Instituído como museu público em 1819, o Museu do Prado em Madri é o tipo de instituição que praticamente dispensa apresentações. O edifício, circundado pelas estátuas de Velázquez, Goya e Murillo, alberga uma das maiores e mais visitadas coleções de arte clássica da Europa. O museu, que dá nome à avenida onde se localiza, consta como ponto turístico absoluto (verificável em qualquer guia da cidade, até os mais mequetrefes) e é o museu mais visitado por turistas na capital espanhola, só competindo com o Reina Sofia.
Já voltaremos aos turistas. De momento, falemos um pouco sobre o acervo. “El Prado” não impõe apenas pela quantidade pois possui obras representativas da vasta maioria dos grandes nomes da pintura europeia até a primeira metade do século XIX, e embora os “pintores da casa” (ou seja, espanhóis) tenham lugar de destaque na coleção, há outras pérolas de dar inveja até no curador do Metropolitan, como certamente é o caso do “Jardim das Delícias” de Hyeronimus Bosch.
No entanto, a joia mais valiosa do Prado (de acordo com o senso comum), motivo de orgulho e ostentação (e beijinho no ombro das inimigas), se encontra na sala 12, no segundo andar. Sim, esse mesmo que você está pensando: Las Meninas, de Diego Velázquez. É aquela sala oval cheia de gente (e câmeras) o dia inteiro, todos os dias - menos de segunda-feira, porque o museu não abre.

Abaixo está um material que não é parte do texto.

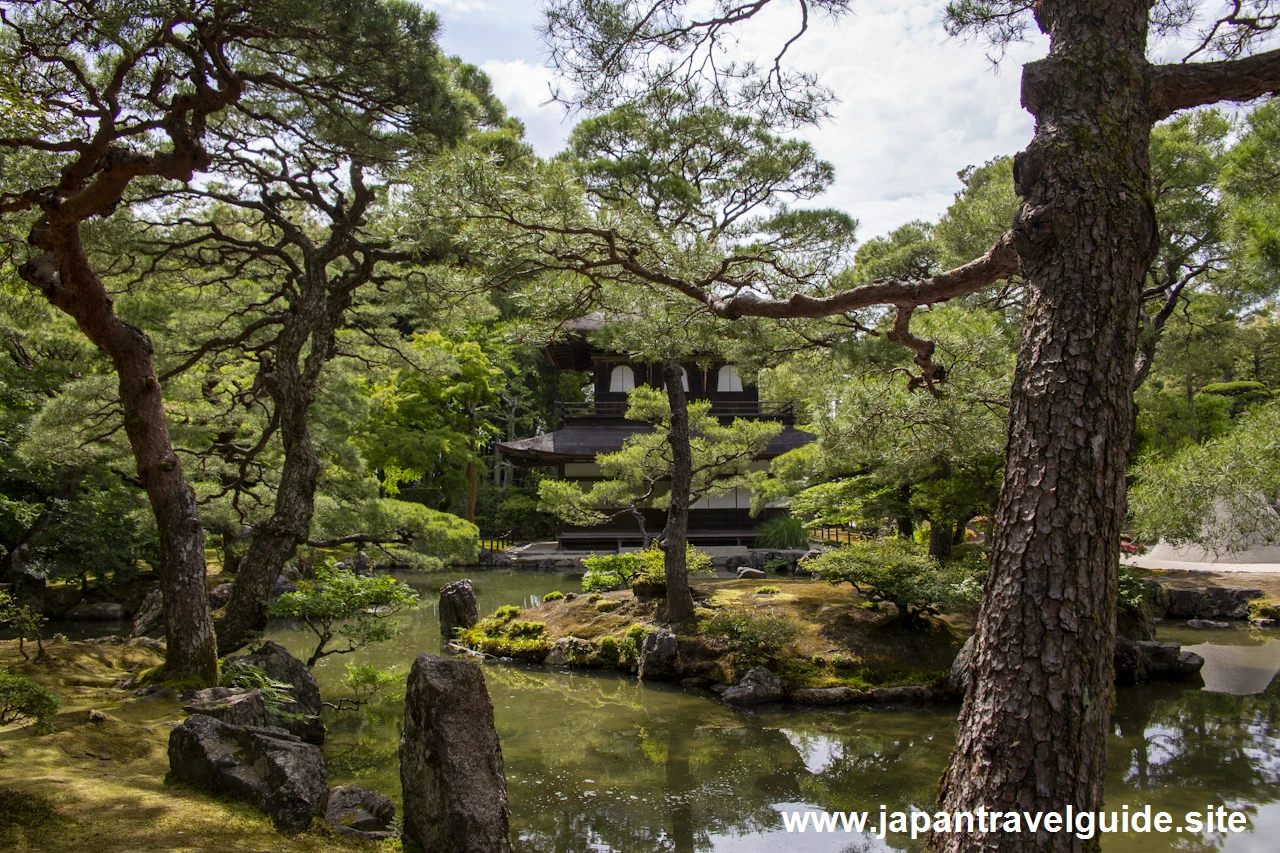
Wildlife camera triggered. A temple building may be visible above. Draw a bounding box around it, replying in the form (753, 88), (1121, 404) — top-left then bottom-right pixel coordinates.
(496, 317), (814, 550)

Como as salas do Prado são muito grandes e talvez pendurar um quadro solitário não fosse um bom aproveitamento de espaço, eles preencheram as paredes, como era mais lógico, com outros quadros do Velázquez mesmo, retratando mais membros da família real posando solenes em cavalos brancos e trajes de luxo. Quadros sem dúvida belos, mas sem o mesmo apelo, a mesma graça, o mesmo humor, e certamente sem o mesmo séquito de fãs, que o retrato da Infanta Margarita ao fundo da sala - retrato este que deveria ter sido uma pintura dos reis; mas que também é um retrato de um cara lá na porta dos fundos, de uma anã, de um cachorro e do próprio Velázquez, que por sua vez dá um semi-sorriso pra você lá de dentro do quadro enquanto você faz aquela cara de tonto, porque se dá conta de que é como se ele estivesse te pintando, e por isso você também está dentro do quadro, e então fica chocado de como é possível existir toda essa narrativa circular fora de um conto do Cortázar.

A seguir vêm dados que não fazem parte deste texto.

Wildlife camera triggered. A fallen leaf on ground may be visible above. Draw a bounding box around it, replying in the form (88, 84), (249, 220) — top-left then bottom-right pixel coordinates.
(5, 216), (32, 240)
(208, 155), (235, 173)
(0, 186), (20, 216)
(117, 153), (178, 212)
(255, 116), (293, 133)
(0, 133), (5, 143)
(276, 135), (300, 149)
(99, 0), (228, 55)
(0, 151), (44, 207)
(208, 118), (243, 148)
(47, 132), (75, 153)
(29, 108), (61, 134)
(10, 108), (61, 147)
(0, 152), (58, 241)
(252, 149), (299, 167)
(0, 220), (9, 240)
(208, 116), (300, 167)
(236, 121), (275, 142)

Porém, entremos por fim no âmbito do não acervo, ou melhor, do acervo invisível. Diante daquela que é considerada a obra-prima de Diego Velázquez há uma estátua em bronze concebida pelo italiano Matteo Bonuccelli (muito prazer!), que data de 1652 (ou seja, apenas quatro anos “mais velha” que Las Meninas). Ao entrar na sala 12, o corpo de uma mulher nua, em pose lânguida e sensual de costas para nós, é o único obstáculo entre o espectador e seu fetiche de consumo - quer dizer, entre o espectador e a obra-prima que ele foi fruir. Se um dia estiver no Prado, com tempo, faça o exercício de observar quantas pessoas, entre a multidão que passa a cada minuto por aquela sala, chega a realmente ver o outro lado da estátua, e suas reações.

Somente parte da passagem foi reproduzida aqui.